At only 33 years-old, Yasmine-Imani McMorrin became the first Black woman to be elected to the Culver City Council in November 2020. This year, McMorrin once again made history as the first Black woman selected among the Council to serve as Vice Mayor of Culver City, a predominantly white enclave located just outside of Los Angeles, CA.
A true renaissance woman, in addition to her Council duties, McMorrin also works for California’s Children’s Defense Fund serving as Director of Education Equity. Trained as an attorney, McMorrin is proud to be a mom to her daughter, and her “vision as a Council Member is to ensure that as Culver City develops, we prioritize equity, making sure that everyone shares in the progress we create together.”
It’s been a few months into her newest role as Vice Mayor and ESSENCE had a chance to sit down with McMorrin to talk Black Girl Magic, her journey into the political arena, and how she balances wearing so many hats.
This interview has been edited for length and clarity.
ESSENCE: What made you want to get into politics?
I’m very introverted by nature and would much rather be at home, drinking tea and reading with my daughter and my cat; but, somehow, that wasn’t the story for me. I got involved in politics shortly after we moved to California in 2016. Unfortunately, my daughter wasn’t having the best experience at school, so my entry point to organizing and advocacy here in California started by joining the local PTA. I sort of fell into it—local and policy decisions really acutely touched my life. I was a renter when I decided to run for City Council, I took transit to work, and I’m a person of color, and so it was just something that I said, “someone has to do it. I’m just as qualified, if not more qualified than folks that are currently doing it.”
But, when I was considering this I had a lot of imposter syndrome. I didn’t know if I could do it, if this space was for me, and if my message would resonate with people. What I want to convey to folks, and particularly Black women, is that we are the backbone of the Democratic party. We absolutely deserve to be in policymaking positions and roles, and to be encouraged in that. Our government is made up of people who are elected by us, and if we focus on Black women, everyone’s condition and everyone’s experiences, our cities and our states will be better. We belong everywhere, but particularly in government, especially as Black women, and it is a privilege and an honor to do this kind of impactful work and I’m very grateful.
ESSENCE: You’ve made it all the way to Vice Mayor, and the first Black woman at that! Did you anticipate making history?
I ran a very progressive campaign, and it was a risk to run under a divest/invest model in terms of wanting to divest 50% from the police department into housing, into services for youth, into services for our unhoused, creating an unarmed mobile crisis response model because I see safety as something more police responding to a crime.
I see safety as folks having food, folks having shelter, having access to good transit, having access to programs and a living wage, all of these things. I knew [I’d be the first] so, I was able to run with those things in mind and I wanted to run as myself. I didn’t pretend to be anyone else. I’m a single mom and these are things that Culver City was not really used to seeing, but I was also very well qualified, and I guess it translated. But again, it is a privilege because other single moms and other folks from communities of color will come up to me say, “I really appreciate your voice. You’re speaking for me.”

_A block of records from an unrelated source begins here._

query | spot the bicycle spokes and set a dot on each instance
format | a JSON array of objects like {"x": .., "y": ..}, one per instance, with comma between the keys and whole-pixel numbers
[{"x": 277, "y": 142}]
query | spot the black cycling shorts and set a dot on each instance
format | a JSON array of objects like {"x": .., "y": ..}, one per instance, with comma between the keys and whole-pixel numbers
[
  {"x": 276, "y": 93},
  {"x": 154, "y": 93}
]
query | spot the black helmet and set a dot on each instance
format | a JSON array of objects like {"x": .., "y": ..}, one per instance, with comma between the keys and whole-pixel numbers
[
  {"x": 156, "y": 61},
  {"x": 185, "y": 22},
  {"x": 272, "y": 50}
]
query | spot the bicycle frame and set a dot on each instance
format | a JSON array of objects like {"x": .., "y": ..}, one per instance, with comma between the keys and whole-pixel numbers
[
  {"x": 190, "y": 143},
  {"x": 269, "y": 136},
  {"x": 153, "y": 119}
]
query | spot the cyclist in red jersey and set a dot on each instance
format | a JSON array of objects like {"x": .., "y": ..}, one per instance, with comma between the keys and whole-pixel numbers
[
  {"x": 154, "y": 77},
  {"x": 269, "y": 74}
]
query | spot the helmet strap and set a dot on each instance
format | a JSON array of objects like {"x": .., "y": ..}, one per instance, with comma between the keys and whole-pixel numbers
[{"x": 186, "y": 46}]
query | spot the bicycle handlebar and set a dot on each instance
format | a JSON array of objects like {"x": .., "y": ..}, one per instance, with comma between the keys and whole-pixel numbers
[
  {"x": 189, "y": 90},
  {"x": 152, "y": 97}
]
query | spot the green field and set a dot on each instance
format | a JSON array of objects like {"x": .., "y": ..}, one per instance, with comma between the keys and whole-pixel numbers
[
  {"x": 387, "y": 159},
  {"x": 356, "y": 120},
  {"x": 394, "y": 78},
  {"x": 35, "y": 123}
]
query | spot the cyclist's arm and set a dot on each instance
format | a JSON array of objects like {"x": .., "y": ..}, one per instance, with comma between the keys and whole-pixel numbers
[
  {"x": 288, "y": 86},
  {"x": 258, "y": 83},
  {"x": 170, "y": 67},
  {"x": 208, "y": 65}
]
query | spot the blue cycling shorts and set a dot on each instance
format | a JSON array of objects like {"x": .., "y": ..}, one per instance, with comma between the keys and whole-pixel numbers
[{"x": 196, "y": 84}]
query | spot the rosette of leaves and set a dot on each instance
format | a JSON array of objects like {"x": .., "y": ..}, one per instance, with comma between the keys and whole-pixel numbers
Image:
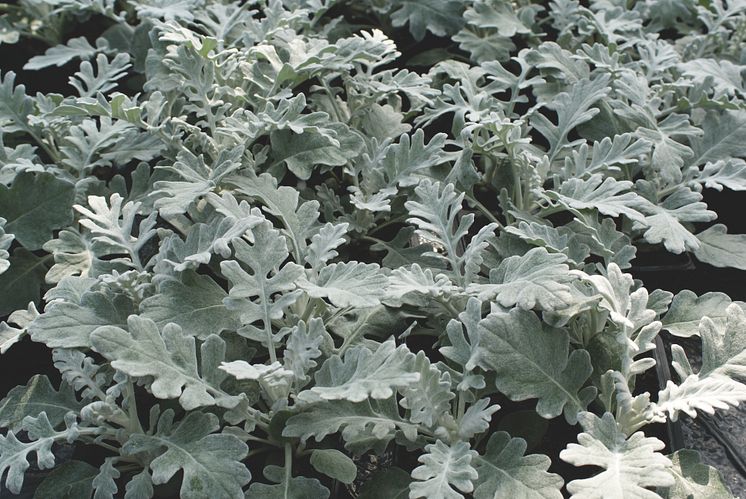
[{"x": 264, "y": 240}]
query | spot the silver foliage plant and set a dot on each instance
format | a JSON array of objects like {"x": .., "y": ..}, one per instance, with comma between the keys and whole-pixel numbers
[{"x": 245, "y": 220}]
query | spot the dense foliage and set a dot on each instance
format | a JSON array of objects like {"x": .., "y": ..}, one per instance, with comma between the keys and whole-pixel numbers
[{"x": 304, "y": 231}]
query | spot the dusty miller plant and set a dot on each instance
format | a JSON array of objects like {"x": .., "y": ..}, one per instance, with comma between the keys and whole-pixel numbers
[{"x": 255, "y": 232}]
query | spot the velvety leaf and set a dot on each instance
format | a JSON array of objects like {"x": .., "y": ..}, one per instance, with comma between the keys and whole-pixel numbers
[
  {"x": 363, "y": 374},
  {"x": 444, "y": 470},
  {"x": 694, "y": 478},
  {"x": 349, "y": 284},
  {"x": 504, "y": 471},
  {"x": 22, "y": 282},
  {"x": 537, "y": 278},
  {"x": 720, "y": 249},
  {"x": 67, "y": 481},
  {"x": 370, "y": 424},
  {"x": 631, "y": 464},
  {"x": 36, "y": 397},
  {"x": 169, "y": 359},
  {"x": 286, "y": 487},
  {"x": 194, "y": 302},
  {"x": 531, "y": 360},
  {"x": 687, "y": 309},
  {"x": 34, "y": 206},
  {"x": 210, "y": 462}
]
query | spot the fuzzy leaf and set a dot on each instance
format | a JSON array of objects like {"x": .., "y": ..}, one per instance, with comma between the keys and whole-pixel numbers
[
  {"x": 67, "y": 481},
  {"x": 723, "y": 139},
  {"x": 299, "y": 221},
  {"x": 14, "y": 454},
  {"x": 694, "y": 394},
  {"x": 363, "y": 374},
  {"x": 370, "y": 424},
  {"x": 445, "y": 470},
  {"x": 204, "y": 240},
  {"x": 195, "y": 302},
  {"x": 531, "y": 360},
  {"x": 720, "y": 249},
  {"x": 504, "y": 471},
  {"x": 36, "y": 397},
  {"x": 430, "y": 397},
  {"x": 573, "y": 108},
  {"x": 631, "y": 464},
  {"x": 211, "y": 463},
  {"x": 169, "y": 358},
  {"x": 75, "y": 48},
  {"x": 286, "y": 487},
  {"x": 323, "y": 245},
  {"x": 607, "y": 195},
  {"x": 694, "y": 478},
  {"x": 88, "y": 83},
  {"x": 538, "y": 278},
  {"x": 349, "y": 284},
  {"x": 69, "y": 325},
  {"x": 263, "y": 294},
  {"x": 34, "y": 206},
  {"x": 335, "y": 464},
  {"x": 301, "y": 153},
  {"x": 724, "y": 347},
  {"x": 687, "y": 309}
]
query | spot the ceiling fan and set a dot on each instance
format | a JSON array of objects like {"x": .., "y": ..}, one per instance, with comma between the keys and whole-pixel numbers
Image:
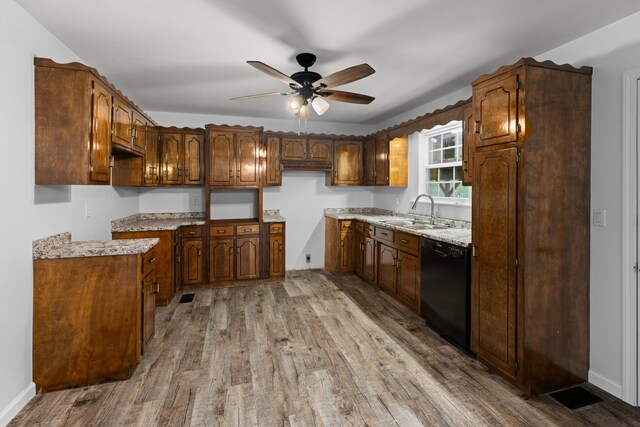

ESSENCE: You probably get this question all the time, but you have a full-time job, you’re Vice Mayor, you’re a mom. How do you balance it all?
Well, shout out to therapy and also shout out to boundaries, which is something I’m still working on. Calendly keeps my life sane, and they’re even a Black-owned business! But, we’re human beings and I can’t do all of the things in my personal life or at work, so it’s a balance. I definitely don’t have it all together and I don’t want to sell that story, but I have an amazing support system, my wonderful friends and a community here who look after and support one another. I just try not to get super overwhelmed by all of the things on my to do list, and I’ve created systems that help create order in the midst of chaos or business. It’s one thing at a time and hoping it continues to expand and I continue to do what God has placed me here to do.
ESSENCE: What does Black Girl Magic mean to you?
My daughter has a Black Girl Magic pennant in her room that her grandmother bought for her, and sometimes I like to peek at her room and look at it. I think it is that unquantifiable, that je ne sais quoi. We are magic and it is beautiful. I feel humbled to see my daughter and her friends come into their own, my peers and friends who’ve gone to Spelman getting married, having children, excelling in their careers. I’m grateful to be surrounded by it. I’m grateful for the reminder that it exists. I’m grateful when I see it, and I continue to be inspired by Black Girl Magic in all its glory.